What I need to remember is, of course, that food is just food. I’ve found over the past year that I can eat whatever I want and lose weight – because I have learnt to want different things. I will trust myself to want the right things over Christmas. And if I want to eat a bit more on Christmas day, that’s fine too.
In the past, Christmas day has started with shortbread, chocolate, and a glass of something alcoholic. The eating carried on all day, so that by the time Christmas dinner was ready, I couldn’t face it. By bedtime, I would feel sick, irritable, and wiped out. If you ask me, that doesn’t sound like fun. This year, I’m making different choices. Christmas day will begin with a parkrun. I plan to make intelligent food choices that make me feel nourished physically, mentally and emotionally. I plan to enjoy my day.

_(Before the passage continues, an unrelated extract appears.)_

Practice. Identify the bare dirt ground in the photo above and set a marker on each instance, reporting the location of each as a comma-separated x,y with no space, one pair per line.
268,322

I don’t want to be a misery over Christmas. I want to enjoy a special meal with my family. But I also intend to be in control of my own choices. I’m not eating to please anyone else. I’m also absolutely not going to feel guilty if I decide to eat a little more than I usually do.
Whatever you decide to eat over Christmas, it’s your choice. Enjoy, and remember, it’s just food. You’re not being naughty, you’re not being good. You’re just eating, that’s all.
Merry Christmas and a have happy, healthy, New Year.